Every room should have a focal point so think about whether you are drawing your eye to the right place in each room. Typical focal points are fireplaces, mirrors, artwork, windows or the TV!  Focal points tend to be at eye level to attract the attention of the viewer so move things around to create the most interesting effect. If all your furniture is facing the TV, move it around to face the fireplace. If you have a beautiful garden, make sure your furniture is arranged to appreciate the view. 

If a room doesn’t have a focal point, you need to create one.  A stunning headboard in the bedroom, a dramatic piece of artwork in the hallway or an elegant mirror in the bathroom can all be beautiful focal points that give your room drama and style. 

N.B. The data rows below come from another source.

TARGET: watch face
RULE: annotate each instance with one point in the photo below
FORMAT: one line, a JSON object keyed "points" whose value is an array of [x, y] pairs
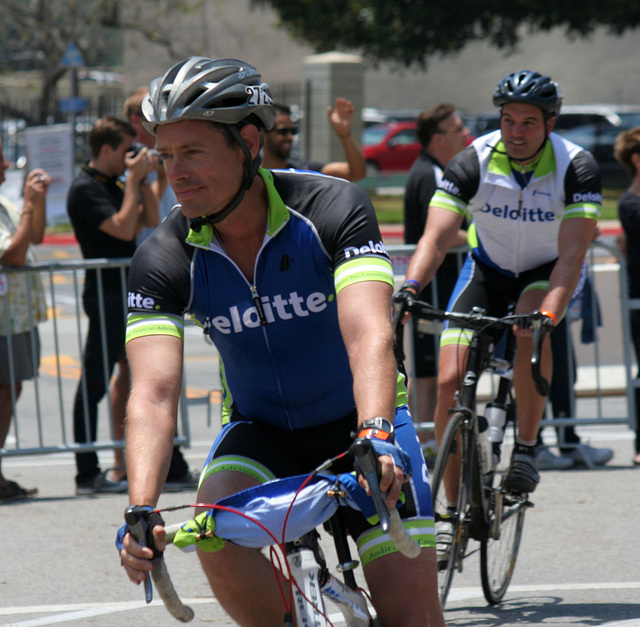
{"points": [[379, 423]]}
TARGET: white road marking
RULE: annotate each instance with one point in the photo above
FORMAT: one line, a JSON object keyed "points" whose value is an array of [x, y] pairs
{"points": [[67, 613]]}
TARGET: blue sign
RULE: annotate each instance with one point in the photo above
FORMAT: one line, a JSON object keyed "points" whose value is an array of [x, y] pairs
{"points": [[72, 105], [72, 57]]}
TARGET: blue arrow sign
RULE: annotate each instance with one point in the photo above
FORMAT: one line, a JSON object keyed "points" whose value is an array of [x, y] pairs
{"points": [[72, 57]]}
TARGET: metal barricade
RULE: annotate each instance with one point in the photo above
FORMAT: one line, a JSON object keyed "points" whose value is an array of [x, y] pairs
{"points": [[604, 367], [43, 415]]}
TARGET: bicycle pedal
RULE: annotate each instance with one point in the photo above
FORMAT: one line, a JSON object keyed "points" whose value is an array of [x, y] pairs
{"points": [[347, 566]]}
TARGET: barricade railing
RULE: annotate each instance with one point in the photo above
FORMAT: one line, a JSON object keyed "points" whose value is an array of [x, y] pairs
{"points": [[37, 430], [603, 371], [43, 415]]}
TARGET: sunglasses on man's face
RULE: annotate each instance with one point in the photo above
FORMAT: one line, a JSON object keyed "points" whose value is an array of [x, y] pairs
{"points": [[293, 130]]}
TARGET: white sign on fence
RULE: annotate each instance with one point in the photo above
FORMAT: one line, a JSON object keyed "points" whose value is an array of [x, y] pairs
{"points": [[51, 148]]}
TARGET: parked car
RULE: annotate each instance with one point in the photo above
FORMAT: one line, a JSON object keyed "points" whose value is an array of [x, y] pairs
{"points": [[391, 147], [592, 126]]}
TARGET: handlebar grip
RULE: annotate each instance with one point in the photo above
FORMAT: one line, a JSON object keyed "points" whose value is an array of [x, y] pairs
{"points": [[401, 538], [167, 592]]}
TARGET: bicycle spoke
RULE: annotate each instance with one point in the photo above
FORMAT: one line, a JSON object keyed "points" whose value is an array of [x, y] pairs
{"points": [[498, 554], [450, 503]]}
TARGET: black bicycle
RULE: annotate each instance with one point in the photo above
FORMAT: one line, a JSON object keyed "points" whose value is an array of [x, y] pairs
{"points": [[469, 500]]}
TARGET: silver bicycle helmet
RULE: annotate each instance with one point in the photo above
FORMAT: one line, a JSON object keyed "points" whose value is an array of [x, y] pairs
{"points": [[224, 91], [530, 88], [219, 90]]}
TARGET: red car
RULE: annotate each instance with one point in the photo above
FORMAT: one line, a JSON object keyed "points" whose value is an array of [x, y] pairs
{"points": [[390, 147]]}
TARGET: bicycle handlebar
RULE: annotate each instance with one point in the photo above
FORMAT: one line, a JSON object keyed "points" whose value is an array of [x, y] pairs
{"points": [[476, 320], [390, 522], [365, 458], [134, 517]]}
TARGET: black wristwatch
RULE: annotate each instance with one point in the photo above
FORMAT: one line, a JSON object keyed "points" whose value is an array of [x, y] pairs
{"points": [[378, 427]]}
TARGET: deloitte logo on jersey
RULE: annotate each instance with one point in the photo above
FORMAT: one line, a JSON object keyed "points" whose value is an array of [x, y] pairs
{"points": [[370, 247], [138, 301], [523, 214], [284, 308]]}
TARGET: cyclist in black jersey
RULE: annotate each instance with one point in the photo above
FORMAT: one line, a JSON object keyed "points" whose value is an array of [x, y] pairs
{"points": [[287, 274], [534, 199]]}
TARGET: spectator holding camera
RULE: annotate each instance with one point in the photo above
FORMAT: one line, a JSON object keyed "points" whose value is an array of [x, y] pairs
{"points": [[22, 304], [106, 215], [627, 152], [278, 142]]}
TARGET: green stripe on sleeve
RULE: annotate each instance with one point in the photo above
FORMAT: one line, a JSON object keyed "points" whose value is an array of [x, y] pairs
{"points": [[141, 325], [444, 200], [582, 210], [363, 269]]}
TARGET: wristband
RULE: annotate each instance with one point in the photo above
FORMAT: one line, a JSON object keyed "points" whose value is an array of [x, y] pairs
{"points": [[379, 428], [550, 315], [410, 283]]}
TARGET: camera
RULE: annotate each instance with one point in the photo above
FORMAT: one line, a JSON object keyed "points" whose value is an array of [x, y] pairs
{"points": [[136, 147]]}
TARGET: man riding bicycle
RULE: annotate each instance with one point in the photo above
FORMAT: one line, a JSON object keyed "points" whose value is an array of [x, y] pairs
{"points": [[534, 199], [286, 273]]}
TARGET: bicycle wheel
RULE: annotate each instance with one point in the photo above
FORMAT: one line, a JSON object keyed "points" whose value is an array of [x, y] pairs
{"points": [[450, 494], [498, 553]]}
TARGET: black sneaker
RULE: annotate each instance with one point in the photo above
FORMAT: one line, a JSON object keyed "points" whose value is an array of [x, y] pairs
{"points": [[522, 475]]}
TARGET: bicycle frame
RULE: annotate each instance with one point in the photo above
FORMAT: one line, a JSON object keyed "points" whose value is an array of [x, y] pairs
{"points": [[318, 498], [468, 503]]}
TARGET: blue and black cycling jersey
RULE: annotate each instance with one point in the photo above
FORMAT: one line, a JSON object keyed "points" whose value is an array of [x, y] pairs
{"points": [[283, 361]]}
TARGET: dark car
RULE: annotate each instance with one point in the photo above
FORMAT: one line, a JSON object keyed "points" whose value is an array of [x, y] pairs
{"points": [[592, 126], [391, 147]]}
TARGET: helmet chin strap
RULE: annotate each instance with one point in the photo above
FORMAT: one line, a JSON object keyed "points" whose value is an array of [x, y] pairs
{"points": [[249, 171], [525, 160]]}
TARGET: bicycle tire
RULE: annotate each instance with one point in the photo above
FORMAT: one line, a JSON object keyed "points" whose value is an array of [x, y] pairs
{"points": [[498, 555], [454, 441]]}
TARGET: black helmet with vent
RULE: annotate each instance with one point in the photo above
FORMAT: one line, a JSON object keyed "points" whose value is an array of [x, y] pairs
{"points": [[530, 88]]}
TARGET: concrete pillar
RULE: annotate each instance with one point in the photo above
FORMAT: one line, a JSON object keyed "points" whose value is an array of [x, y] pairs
{"points": [[326, 77]]}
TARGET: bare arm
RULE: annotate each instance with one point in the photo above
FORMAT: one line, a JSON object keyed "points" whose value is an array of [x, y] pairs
{"points": [[156, 383], [341, 119], [368, 338], [574, 238], [441, 232], [133, 214], [30, 228]]}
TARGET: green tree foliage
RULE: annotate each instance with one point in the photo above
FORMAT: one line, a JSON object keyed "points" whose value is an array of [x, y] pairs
{"points": [[409, 32]]}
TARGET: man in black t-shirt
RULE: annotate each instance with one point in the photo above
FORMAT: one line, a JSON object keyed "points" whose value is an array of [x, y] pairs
{"points": [[106, 214], [442, 135], [276, 151]]}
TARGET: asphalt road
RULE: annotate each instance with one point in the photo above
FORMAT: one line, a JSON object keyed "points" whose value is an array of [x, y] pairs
{"points": [[579, 562]]}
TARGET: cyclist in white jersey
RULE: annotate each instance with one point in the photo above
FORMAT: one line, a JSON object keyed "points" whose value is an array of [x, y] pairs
{"points": [[534, 199]]}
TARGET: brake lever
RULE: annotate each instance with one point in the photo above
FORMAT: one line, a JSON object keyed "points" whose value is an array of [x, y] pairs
{"points": [[367, 465], [133, 516]]}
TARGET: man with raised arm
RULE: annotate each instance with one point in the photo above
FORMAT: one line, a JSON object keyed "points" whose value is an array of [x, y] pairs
{"points": [[278, 143], [286, 273], [534, 199]]}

7. Pay attention to lighting

Lighting in a room isn’t just functional; it can add a beautiful design element to your space too. Whether you are looking at under cabinet LED lights in your kitchen, adding some mood lighting in the sitting room or installing a statement chandelier in your hallway, don’t underestimate the power of changing your lighting. A backlit mirror, a picture light over a statement piece of art or dimmer switches in the kitchen can make a huge difference to the atmosphere of a room. Lamps aways create interesting lighting and are great for tasks like reading or sewing.

8. Use the 60-30-10 rule

The 60-30-10 rule is a timeless rule to use to make sure your colour palette is balanced. 

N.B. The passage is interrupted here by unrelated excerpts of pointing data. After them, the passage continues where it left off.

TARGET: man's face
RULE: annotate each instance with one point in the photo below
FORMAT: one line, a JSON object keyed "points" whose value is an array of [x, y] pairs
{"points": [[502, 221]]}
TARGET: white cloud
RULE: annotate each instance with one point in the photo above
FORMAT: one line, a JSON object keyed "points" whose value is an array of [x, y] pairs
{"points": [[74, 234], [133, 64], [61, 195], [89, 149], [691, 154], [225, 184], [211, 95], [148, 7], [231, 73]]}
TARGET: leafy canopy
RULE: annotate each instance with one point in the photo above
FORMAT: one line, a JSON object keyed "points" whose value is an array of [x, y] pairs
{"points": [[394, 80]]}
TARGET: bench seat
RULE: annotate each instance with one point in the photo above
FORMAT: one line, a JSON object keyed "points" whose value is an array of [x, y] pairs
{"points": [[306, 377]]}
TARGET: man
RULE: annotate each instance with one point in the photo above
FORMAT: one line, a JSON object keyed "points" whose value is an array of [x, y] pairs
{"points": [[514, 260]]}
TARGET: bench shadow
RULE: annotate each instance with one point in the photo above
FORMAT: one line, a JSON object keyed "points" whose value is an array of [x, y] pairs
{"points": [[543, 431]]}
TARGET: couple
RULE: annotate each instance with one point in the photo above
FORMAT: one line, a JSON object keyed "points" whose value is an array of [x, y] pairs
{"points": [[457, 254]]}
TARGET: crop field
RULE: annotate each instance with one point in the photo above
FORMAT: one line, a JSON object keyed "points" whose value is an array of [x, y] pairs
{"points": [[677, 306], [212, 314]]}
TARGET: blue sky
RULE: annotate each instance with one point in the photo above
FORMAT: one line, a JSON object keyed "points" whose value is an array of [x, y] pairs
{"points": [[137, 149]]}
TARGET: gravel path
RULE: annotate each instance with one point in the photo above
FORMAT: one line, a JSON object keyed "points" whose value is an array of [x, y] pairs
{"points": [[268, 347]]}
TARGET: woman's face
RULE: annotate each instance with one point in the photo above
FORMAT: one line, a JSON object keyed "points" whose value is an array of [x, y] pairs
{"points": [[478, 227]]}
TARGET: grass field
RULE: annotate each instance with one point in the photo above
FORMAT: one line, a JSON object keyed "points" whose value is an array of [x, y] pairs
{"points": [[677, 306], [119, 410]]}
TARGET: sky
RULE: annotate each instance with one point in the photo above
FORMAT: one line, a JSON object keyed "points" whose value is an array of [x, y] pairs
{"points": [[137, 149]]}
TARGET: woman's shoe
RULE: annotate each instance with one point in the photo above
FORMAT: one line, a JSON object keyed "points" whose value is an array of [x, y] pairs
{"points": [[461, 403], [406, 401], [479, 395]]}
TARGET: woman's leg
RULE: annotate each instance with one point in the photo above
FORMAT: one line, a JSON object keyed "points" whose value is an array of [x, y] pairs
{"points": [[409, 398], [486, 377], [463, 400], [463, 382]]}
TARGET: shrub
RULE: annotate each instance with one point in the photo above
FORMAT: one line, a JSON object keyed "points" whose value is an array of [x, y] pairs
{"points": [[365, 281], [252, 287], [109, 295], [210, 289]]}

The 60% is the main colour in a room like the walls or floors. This colour anchors the space and acts as a backdrop for the other colours in the scheme.

The secondary colour takes up 30% of the space and supports the main colour but is different enough to set give the room interest. It could be your curtains or sofas, for instance.

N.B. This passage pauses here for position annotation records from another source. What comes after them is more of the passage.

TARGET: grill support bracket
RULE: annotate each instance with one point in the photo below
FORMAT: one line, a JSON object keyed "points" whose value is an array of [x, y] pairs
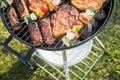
{"points": [[69, 72]]}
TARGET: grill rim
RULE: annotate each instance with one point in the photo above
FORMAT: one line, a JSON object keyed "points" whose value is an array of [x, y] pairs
{"points": [[112, 6]]}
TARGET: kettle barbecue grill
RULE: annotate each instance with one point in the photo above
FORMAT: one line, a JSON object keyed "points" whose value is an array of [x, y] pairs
{"points": [[85, 35]]}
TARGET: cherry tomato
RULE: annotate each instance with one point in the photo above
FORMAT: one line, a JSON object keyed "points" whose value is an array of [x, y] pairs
{"points": [[79, 23], [44, 8], [84, 17]]}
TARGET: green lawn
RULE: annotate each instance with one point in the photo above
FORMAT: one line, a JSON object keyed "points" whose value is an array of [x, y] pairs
{"points": [[108, 67]]}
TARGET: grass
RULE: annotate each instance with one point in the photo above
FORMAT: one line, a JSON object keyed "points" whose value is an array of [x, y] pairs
{"points": [[108, 67]]}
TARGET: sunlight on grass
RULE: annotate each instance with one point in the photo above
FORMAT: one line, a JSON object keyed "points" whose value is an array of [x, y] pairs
{"points": [[108, 68]]}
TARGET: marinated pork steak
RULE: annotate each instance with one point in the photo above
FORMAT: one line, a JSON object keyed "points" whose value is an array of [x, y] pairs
{"points": [[84, 4], [35, 34], [21, 8], [46, 31], [63, 20]]}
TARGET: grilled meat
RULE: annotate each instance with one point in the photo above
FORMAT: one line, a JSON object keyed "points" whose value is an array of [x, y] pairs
{"points": [[35, 34], [21, 8], [13, 18], [46, 31], [84, 4], [63, 20]]}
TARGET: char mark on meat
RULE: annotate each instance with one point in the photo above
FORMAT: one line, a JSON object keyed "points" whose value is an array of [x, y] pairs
{"points": [[63, 20]]}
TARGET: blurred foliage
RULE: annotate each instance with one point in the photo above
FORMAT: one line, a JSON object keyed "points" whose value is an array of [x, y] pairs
{"points": [[108, 68]]}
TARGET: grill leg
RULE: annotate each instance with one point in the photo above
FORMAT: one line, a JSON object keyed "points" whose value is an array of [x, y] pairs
{"points": [[66, 69]]}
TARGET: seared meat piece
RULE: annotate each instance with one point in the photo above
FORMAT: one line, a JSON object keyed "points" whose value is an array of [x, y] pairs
{"points": [[63, 20], [35, 34], [46, 31], [84, 4], [13, 18], [21, 8]]}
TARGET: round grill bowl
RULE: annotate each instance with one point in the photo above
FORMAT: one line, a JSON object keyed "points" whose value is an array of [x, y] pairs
{"points": [[24, 36]]}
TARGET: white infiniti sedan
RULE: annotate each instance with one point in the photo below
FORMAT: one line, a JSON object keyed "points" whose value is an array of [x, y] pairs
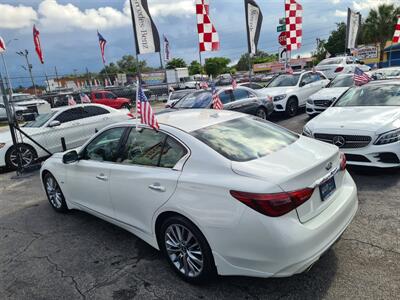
{"points": [[217, 192], [364, 123]]}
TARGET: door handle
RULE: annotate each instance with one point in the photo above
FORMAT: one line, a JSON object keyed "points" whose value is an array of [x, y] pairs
{"points": [[157, 187], [102, 177]]}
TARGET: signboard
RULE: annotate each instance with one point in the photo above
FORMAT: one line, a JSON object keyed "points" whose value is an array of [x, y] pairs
{"points": [[282, 38], [281, 28]]}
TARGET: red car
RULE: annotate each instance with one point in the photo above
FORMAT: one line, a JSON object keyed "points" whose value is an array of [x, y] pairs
{"points": [[109, 99]]}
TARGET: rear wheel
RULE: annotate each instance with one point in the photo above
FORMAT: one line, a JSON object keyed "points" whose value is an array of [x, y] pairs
{"points": [[292, 106], [186, 250], [27, 153]]}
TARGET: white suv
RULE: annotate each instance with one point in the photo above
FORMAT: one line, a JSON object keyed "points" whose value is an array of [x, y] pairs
{"points": [[291, 91], [340, 65]]}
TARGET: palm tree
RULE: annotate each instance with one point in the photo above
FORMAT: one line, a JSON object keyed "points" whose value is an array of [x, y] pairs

The accent colour is the boldest shade and takes up 10% of the space. For a living room, this could be your cushions or in a bedroom the lampshades. 

9. Embrace the power of colour

When choosing colours remember that colours create a mood. Greens are soothing colours, reds are passionate, yellows are uplifting, and pinks are delicate and feminine. 

Colours are also warm or cool. In our minds, we perceive reds, oranges, and yellows as warm like the sun and fire and blues and green as cool because they remind us of water, sky, and trees. A mix of cool and warm colours often creates balance in a colour scheme.

You should always consider the shape of the space, the quality of light and the function of the space when deciding which colour is best.

Our grey UK climate suits cooler, lighter colours that maximise natural light and space. Much as we’d love bright yellows and oranges in our houses, they are best suited to warm countries with lots of sunshine.

If you aren’t confident about choosing colours, working with an interior designer will help you visualise the finished look and avoid expensive mistakes.

10. Don’t be afraid of wallpaper

Wallpaper adds instant style to your home. From traditional florals to contemporary geometrics and tropical botanicals or animal motifs, there is something for everyone. Floral wallpaper works with any decorative style – whether it’s vintage, retro or contemporary – although I like to be daring and use bold tropical prints featuring classic palms and exotic botanicals. Geometric prints give instant art deco glamour to bedrooms and bathrooms and nature-inspired papers, featuring bold leaves and ferns, will inject nature into your home all year round and instil a sense of serenity and calm.

Mixing wallpaper and paint is a great way to create contrast and interest in a room. I like to paper one wall in a really gorgeous expensive designer wallpaper and paint the rest of the room in its background colour, so it blends in perfectly.